We developed a mechanistic model for hydrogen production in a submerged AnMBR. Two aspects differentiate our model from existing literature: First, the model input is a multi-substrate wastewater that includes fractions of proteins, carbohydrates, and lipids. Second, the model integrates the ADM1 model with physical/biochemical processes that affect membrane performance (e.g., membrane fouling). The simulated hydrogen production rates for multi-substrates showed better results than those for mono-substrates (e.g., glucose), specifically when treating amino acids and sugar-rich influents. The highest H₂ production rate for amino acid-rich influents was 6.1 LH₂/L-d; for sugar-rich influents was 5.9 LH₂/L-d; and for lipid-rich influents was 0.7 LH₂/L-d. Modeled membrane fouling and backwashing cycles showed extreme behaviors for amino-acid- and fatty-acid-rich substrates. Finally, mesophilic operation shows promising results for sustaining long-term H₂ production in AnMBR.

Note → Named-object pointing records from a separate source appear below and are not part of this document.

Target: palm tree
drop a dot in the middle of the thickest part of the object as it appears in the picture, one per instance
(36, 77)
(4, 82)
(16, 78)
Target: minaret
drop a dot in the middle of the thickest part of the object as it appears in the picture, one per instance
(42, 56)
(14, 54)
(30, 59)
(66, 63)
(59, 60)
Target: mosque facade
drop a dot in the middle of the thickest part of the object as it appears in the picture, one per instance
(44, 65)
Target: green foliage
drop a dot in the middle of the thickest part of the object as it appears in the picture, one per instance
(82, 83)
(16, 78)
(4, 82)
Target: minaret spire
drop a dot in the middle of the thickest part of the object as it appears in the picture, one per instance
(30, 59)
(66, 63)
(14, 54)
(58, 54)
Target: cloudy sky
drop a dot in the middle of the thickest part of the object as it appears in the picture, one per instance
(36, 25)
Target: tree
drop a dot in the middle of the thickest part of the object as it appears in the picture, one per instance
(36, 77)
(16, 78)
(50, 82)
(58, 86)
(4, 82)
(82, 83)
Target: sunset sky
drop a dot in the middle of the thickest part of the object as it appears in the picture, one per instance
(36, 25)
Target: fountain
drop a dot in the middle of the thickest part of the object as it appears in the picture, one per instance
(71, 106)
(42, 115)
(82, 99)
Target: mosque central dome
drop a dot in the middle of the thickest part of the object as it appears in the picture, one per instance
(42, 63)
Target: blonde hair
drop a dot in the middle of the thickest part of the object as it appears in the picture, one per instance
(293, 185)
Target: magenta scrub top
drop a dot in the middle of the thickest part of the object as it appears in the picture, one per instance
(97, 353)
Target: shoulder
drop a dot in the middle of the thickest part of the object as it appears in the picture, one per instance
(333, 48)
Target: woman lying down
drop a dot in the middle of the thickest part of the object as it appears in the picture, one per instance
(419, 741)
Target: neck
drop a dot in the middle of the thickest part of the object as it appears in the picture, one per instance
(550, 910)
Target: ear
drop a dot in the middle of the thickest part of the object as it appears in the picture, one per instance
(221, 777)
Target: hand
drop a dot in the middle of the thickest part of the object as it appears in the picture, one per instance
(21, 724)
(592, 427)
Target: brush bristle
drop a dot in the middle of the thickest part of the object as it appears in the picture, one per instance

The developed model is a valuable tool for the process intensification of H₂ production using fermentative/anaerobic MBR systems; however, further research should include model validation using experimental data. In particular, data from AnMBRs treating multi-substrate effluents are required to optimize the operational conditions for H₂ production.